LINE=$(bc <<< "scale=0;($Y-$y11+7)/1")
COLN=$(bc <<< "scale=0;($X-$x11+1)/1")

# Prints the Z Coordinates at X=COLN and Y=LINE
awk -v line=$LINE 'NR == line { print $0 }' $INPUT  | cut -f $COLN -d " "

Usage:

 $ ./elevation.sh dem.txt 3356387.137 5800803.818
29.58562

It takes around 7 seconds for a single elevation data to be extracted.
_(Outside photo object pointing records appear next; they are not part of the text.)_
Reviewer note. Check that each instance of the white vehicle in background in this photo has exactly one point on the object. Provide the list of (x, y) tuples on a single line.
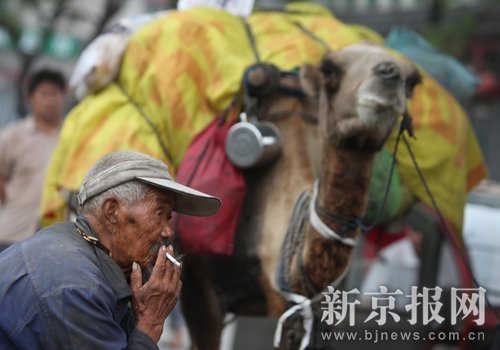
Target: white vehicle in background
[(482, 237)]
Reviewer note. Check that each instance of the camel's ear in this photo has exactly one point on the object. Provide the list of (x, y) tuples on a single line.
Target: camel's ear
[(413, 80), (309, 79)]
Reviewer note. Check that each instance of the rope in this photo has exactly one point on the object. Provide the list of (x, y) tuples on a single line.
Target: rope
[(448, 234)]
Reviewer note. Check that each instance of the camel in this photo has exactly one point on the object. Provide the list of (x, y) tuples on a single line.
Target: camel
[(356, 96)]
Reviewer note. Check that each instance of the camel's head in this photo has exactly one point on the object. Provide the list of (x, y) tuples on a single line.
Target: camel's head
[(361, 91)]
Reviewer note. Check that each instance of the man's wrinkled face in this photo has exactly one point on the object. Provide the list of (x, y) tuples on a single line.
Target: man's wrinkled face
[(141, 230), (47, 102)]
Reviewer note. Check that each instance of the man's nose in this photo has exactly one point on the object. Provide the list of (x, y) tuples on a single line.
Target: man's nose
[(167, 231)]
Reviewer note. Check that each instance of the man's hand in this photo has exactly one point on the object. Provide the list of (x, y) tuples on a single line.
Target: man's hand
[(153, 301), (2, 190)]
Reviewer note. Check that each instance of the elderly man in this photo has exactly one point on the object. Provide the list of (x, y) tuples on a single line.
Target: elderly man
[(66, 286)]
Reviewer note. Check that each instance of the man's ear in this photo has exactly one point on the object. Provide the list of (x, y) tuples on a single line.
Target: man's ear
[(310, 79), (110, 210)]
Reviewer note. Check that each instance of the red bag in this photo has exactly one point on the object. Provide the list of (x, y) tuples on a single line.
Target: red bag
[(205, 167)]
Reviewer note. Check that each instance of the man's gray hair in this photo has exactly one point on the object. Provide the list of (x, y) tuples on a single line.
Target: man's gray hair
[(129, 192)]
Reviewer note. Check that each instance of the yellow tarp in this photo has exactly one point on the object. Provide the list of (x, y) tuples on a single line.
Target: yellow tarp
[(183, 69)]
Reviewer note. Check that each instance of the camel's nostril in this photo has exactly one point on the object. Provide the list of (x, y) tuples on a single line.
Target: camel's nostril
[(387, 70)]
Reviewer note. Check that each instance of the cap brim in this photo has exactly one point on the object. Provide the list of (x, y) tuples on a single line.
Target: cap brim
[(187, 200)]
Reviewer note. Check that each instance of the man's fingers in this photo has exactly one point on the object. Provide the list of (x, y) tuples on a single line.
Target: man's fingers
[(135, 277), (160, 264)]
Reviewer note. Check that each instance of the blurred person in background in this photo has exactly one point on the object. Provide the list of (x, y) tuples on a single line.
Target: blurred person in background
[(25, 150)]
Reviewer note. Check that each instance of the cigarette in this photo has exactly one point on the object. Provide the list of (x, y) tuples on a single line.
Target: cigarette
[(172, 259)]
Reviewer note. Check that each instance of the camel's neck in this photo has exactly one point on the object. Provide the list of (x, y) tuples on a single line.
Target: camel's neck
[(344, 184)]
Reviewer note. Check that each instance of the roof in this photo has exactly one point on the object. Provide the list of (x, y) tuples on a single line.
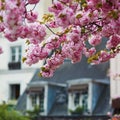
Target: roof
[(69, 71)]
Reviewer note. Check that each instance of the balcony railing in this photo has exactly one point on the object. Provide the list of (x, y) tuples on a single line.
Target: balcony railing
[(14, 65)]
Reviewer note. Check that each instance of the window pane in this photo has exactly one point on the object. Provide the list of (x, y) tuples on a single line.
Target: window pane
[(41, 102), (13, 58), (16, 53), (77, 99), (15, 91), (13, 50), (34, 100)]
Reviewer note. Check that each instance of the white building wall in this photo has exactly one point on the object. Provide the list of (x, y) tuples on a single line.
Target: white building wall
[(115, 77), (13, 77), (24, 75)]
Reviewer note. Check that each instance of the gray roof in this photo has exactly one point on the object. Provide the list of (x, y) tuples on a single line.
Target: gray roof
[(69, 71)]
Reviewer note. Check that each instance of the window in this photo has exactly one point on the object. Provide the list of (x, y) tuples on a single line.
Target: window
[(14, 91), (85, 101), (41, 102), (77, 99), (38, 100), (34, 100), (16, 53)]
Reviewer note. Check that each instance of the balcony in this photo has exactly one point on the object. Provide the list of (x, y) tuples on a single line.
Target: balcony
[(14, 65)]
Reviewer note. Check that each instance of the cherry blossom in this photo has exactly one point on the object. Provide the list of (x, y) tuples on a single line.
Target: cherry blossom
[(81, 25)]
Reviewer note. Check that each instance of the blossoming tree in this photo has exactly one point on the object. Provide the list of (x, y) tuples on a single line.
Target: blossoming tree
[(78, 23)]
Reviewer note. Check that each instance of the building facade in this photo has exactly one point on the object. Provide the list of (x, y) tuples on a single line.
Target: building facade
[(14, 75)]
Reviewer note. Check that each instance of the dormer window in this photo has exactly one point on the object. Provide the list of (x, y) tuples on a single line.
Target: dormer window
[(15, 58), (15, 53)]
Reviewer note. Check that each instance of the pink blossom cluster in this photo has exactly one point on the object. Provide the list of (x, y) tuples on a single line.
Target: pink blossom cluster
[(82, 23)]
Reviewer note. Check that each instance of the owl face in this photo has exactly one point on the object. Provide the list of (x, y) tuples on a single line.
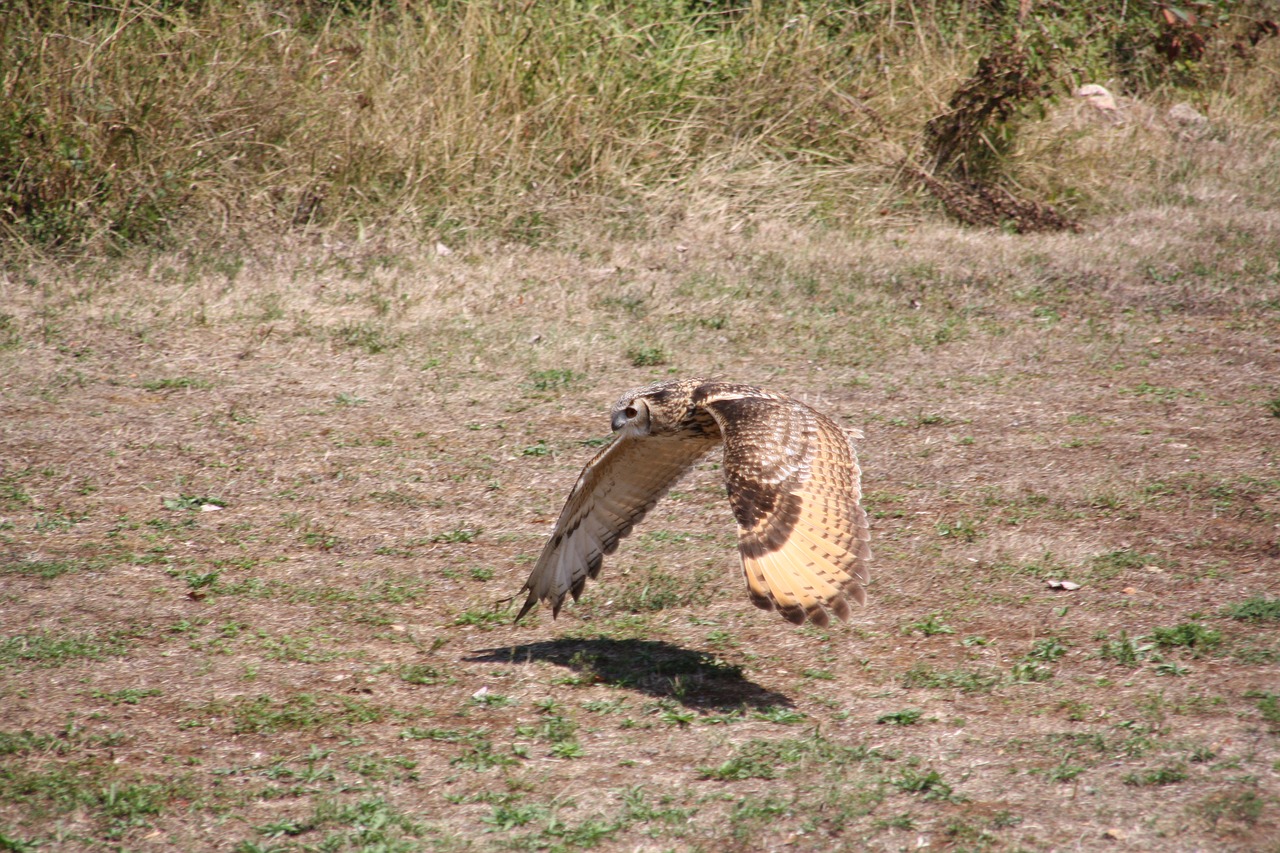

Time consumption with this script is linear, if I call it for 100 data values, this will take around 700 seconds.

2 Multiple data

The other approach is perl script:

#!/usr/bin/perl
use strict;
use warnings;
use v5.10;
use autodie;
use List::MoreUtils qw(any);

my $data_file = shift;
my %metadata;
my @data;

open my $fh, '<', $data_file;
while (<$fh>) {
    chomp;
    my @F = split;
    if (any {$F[0] eq $_} qw(ncols nrows xllcorner yllcorner cellsize NODATA_value)) {
        $metadata{$F[0]} = $F[1];
    }
    else {
        push @data, \@F;
    }
}
close $fh;

while (@ARGV) {
    my $x = shift;
    my $y = shift;
    my $x_delta = int(($x - $metadata{xllcorner}) / $metadata{cellsize});
    my $y_delta = int(($y - $metadata{yllcorner}) / $metadata{cellsize});
    if ($x_delta < 0 or $y_delta < 0 or not defined $data[$y_delta][$x_delta]) {
        say $metadata{NODATA_value};
    }
    else {
        say $data[$y_delta][$x_delta];
    }
}

Usage with multiple coordinates:

 $ ./elevation.pl dem.txt  0 0 3356385.137 5800799.818 3356387.137 5800803.818
-9999
31.11266
29.58562

It takes around 2 minutes to compute which is much longer than the bash script. But the time consumption of this script is not connected to the number of arguments. To access 100 elevation values it still takes only 2 minutes.

Downside of this script it needs alot of main memory, around 10x of the DEM file size, in my case: 26GB.